Soviet radar calibration target satellite

Kosmos 303 (Космос 303 meaning Cosmos 303), known before launch as DS-P1-Yu No.28, was a Soviet satellite which was launched in 1969 as part of the Dnepropetrovsk Sputnik programme. It was a 325 kg spacecraft, which was built by the Yuzhnoye Design Bureau, and was used as a radar calibration target for anti-ballistic missile tests.

== Launch ==
Kosmos 303 was launched from Site 133/1 at the Plesetsk Cosmodrome, atop a Kosmos-2I 63SM carrier rocket. The launch occurred on 18 October 1969 at 10:00:03 UTC, and resulted in the successful deployment of Kosmos 303 into low Earth orbit. Upon reaching orbit, it was assigned its Kosmos designation, and received the International Designator 1969-090A.

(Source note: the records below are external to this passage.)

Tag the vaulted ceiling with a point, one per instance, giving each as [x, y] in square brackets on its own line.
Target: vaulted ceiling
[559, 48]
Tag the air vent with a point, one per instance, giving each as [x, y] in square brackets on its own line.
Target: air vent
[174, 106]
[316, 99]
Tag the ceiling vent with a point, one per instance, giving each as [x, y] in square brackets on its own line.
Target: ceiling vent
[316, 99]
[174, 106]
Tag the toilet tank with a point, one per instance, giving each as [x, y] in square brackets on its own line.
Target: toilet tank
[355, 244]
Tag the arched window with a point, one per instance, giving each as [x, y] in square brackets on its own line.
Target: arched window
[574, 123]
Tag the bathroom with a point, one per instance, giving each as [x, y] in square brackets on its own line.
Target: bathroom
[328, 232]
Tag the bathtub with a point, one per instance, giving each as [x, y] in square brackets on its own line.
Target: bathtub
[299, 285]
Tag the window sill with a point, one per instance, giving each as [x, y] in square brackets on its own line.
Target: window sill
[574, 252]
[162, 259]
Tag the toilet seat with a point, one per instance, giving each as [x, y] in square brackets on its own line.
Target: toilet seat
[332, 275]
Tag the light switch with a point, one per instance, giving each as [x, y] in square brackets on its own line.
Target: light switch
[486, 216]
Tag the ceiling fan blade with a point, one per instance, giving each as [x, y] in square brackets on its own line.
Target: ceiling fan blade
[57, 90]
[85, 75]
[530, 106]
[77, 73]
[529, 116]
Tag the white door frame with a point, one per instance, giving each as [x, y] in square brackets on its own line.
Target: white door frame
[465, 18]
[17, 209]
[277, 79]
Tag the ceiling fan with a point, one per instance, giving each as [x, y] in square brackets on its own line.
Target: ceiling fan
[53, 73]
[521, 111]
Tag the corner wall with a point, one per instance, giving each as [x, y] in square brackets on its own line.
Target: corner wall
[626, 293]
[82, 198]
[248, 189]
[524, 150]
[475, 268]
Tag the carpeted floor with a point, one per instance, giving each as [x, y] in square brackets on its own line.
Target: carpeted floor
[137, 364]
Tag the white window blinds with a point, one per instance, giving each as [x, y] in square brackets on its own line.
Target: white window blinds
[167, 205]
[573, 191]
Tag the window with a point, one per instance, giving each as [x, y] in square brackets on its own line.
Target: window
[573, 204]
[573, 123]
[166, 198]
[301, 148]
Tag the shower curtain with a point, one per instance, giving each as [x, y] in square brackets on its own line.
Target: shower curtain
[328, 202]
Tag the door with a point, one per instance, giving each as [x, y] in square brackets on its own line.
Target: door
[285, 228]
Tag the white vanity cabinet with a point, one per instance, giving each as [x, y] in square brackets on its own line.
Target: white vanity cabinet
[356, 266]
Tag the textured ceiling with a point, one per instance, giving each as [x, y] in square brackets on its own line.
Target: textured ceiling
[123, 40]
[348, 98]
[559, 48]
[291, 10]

Kosmos 303 was operated in an orbit with a perigee of 259 km, an apogee of 426 km, 71 degrees of inclination, and an orbital period of 91.4 minutes. It remained in orbit until it decayed and reentered the atmosphere on 23 January 1970. It was the twenty-fifth of seventy nine DS-P1-Yu satellites to be launched, and the twenty-third of seventy two to successfully reach orbit.